Svetlana, sa mère, ne trouve rien à redire non plus sur sa vie au Grand-Duché. Reste que cette nouvelle vie, elle ne l’a pas choisie. «C’est bien de bouger, mais pas quand on est forcés. J’aimerais rentrer», confie l’aînée. En décalage avec la génération d’en dessous, l’arrière-grand-mère reste très attachée à son pays.

Lorsqu’on lui demande ce qui lui manque, la réponse est claire : «Tout me manque, la ville, les paysages, les gens, l’ambiance». Rien que pour le cadre, leur vie d’avant-guerre n’a rien à voir. Pour la famille originaire de Kharkiv, deuxième plus grande ville du pays avec 1,4 million d’habitants en 2021, «le Luxembourg leur paraît tout petit, c’est un village pour eux».

Une vie sociale en pointillé

Toujours est-il que les parents affirment qu’«il ne (leur) manque rien». Hormis la sœur de Lilia, restée en Ukraine depuis le début du conflit et qui provoque encore de l’émotion dans les voix. Bien qu’elle ait quitté Kharkiv pendant près de neuf mois lors des bombardements intensifs de la ville, la jeune femme y est retournée et ne souhaite pas quitter le pays.

Ils sont forcément inquiets : «Nous lui avons dit de venir ici plusieurs fois, mais rien n’y fait», regrette sa mère. «Elle ne se voit pas vivre à l’étranger.»

Un sentiment que partage sa grand-mère qui ne sent pas chez elle, notamment à cause d’un obstacle : la langue. «Elle souffre parce qu’elle ne peut pas apprendre de langue, elle a essayé mais un gros problème de vision l’empêche d’apprendre donc elle a perdu son cercle social.»

Une nouvelle vie à construire

À 85 ans, cette femme indépendante qui travaillait encore 2 à 3 heures par jour avant la guerre se retrouve donc bloquée, ne parlant ni anglais, français ou luxembourgeois.

Dans la petite commune de Mamer, rare sont les Ukrainiens et avec un conflit qui s’éternise, des nouveaux problèmes sont apparus pour les réfugiés. La phase d’accueil étant passée, il reste une nouvelle vie à construire et «ce qu’il manque pour les Ukrainiens d’un certain âge, ce sont des choses organisées pour avoir du lien, car ils sont beaucoup à être isolés comme elle».

Deux ans, cela commence à être long.
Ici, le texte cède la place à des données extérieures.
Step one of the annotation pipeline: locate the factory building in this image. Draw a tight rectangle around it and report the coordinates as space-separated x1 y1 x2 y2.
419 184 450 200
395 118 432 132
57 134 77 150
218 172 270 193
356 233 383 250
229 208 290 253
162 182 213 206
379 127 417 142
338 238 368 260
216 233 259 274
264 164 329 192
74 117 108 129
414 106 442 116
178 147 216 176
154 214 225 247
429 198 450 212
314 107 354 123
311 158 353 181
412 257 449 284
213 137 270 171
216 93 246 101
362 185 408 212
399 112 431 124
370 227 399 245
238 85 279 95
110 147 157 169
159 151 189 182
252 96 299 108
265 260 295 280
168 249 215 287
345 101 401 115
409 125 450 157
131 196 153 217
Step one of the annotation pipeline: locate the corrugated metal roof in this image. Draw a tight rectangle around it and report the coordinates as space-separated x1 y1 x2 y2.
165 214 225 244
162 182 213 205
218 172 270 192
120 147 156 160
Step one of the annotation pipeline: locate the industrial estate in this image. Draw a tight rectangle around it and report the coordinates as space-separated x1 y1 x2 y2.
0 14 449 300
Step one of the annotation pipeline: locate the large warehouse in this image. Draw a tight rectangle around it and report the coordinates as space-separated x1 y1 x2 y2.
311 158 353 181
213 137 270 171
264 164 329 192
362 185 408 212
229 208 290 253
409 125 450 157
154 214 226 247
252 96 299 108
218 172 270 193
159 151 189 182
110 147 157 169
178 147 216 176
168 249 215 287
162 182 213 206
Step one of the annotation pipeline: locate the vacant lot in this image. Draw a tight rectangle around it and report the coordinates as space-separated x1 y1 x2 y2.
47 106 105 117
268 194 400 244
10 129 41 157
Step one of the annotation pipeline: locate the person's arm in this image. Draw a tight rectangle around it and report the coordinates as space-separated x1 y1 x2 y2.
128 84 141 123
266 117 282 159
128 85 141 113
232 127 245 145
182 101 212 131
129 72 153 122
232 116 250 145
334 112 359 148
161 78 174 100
Bien que les associations commencent à combler ce manque selon la famille, le peu de contacts avec d’autres réfugiés leur permet «d’avoir des connaissances, pas des amis».

«Je vois et j’écoute tout»

Pour combler le temps, Svetlana s’occupe en suivant les informations. «Je vois et j’écoute tout parce que je n’ai que cela à faire», sourit-elle, jaune. D’abord surpris par le début du conflit, les réfugiés se sont ensuite résignés à ce qu’il perdure : «On connaît notre gouvernement et nos voisins russes». Malgré tout, «bien sûr qu’on ne s’attendait pas à rester deux ans».
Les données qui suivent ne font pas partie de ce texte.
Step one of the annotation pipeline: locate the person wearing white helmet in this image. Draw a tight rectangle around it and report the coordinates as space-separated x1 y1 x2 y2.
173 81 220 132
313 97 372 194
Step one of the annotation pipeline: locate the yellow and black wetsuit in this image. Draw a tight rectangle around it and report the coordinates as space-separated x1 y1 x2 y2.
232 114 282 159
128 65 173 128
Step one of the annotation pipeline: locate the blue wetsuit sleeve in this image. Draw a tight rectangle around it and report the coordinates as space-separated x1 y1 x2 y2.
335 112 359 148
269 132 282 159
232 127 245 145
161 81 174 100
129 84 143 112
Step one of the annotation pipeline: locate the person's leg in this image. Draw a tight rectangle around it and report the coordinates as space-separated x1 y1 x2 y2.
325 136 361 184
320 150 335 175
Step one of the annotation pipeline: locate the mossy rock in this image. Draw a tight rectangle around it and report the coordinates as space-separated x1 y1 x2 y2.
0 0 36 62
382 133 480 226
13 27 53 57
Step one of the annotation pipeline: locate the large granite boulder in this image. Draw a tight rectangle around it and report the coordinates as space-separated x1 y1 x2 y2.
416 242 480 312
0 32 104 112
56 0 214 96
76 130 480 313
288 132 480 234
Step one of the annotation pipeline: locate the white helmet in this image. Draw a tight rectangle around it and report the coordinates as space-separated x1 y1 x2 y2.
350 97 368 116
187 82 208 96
Malgré des combats qui s’éternisent, des soldats qui se fatiguent, l’optimisme des réfugiés reste de mise. Bien que leur immeuble ait commencé à être reconstruit, avant d’être aussitôt touché par une nouvelle roquette, les travaux ont de nouveau repris.

En contact avec leurs voisins restés sur place, via un groupe de discussions, Victor et Lucia n’oublient pas leur vie d’avant et attendent avec impatience la fin du conflit. Notamment Victor, qui a passé sa jeunesse en Russie et dont les souvenirs d’enfance sont désormais balayés par la guerre. «Ses meilleurs souvenirs partaient toujours de là-bas», glisse Lilia, désolée.
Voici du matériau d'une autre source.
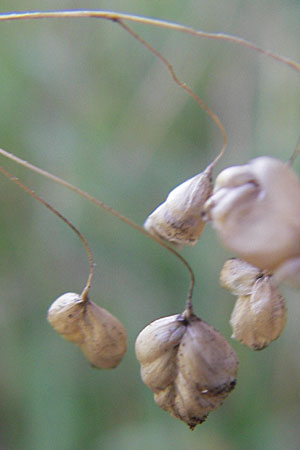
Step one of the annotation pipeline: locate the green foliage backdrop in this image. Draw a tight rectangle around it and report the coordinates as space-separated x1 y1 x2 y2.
0 1 300 449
Pour Victor et Lucia, les parents de Lilia, rien ne leur manque de leur vie en Ukraine, hormis leur seconde fille restée à Kharkiv. (Photo : Hervé Montaigu)

À l’heure actuelle, un retour à Kharkiv, toujours touchée par des attaques meurtrières, est encore exclu. Leur avenir se dessine donc au Luxembourg, où Michel fait tout pour rendre leur vie plus facile, bien que l’apprentissage de l’ukrainien reste encore compliqué.

«Quand j’étais en immersion tout le temps avec eux, je comprenais quelques mots mais pas plus. Aujourd’hui, c’est toujours compliqué», avoue-t-il.

Conscients que l’«on n’a pas seulement une vie normale mais une bonne vie» par rapport à certains compatriotes encore dans des camps d’accueil, les trois réfugiés ne cessent de remercier leur pays d’hôte, l’accueil de Lilia, de Michel et le soutien de sa famille.

Mais Svetlana ne peut s’empêcher de penser à son pays : «Comme je le dis toujours, c’est bien d’être invités mais le mieux c’est d’être à la maison.»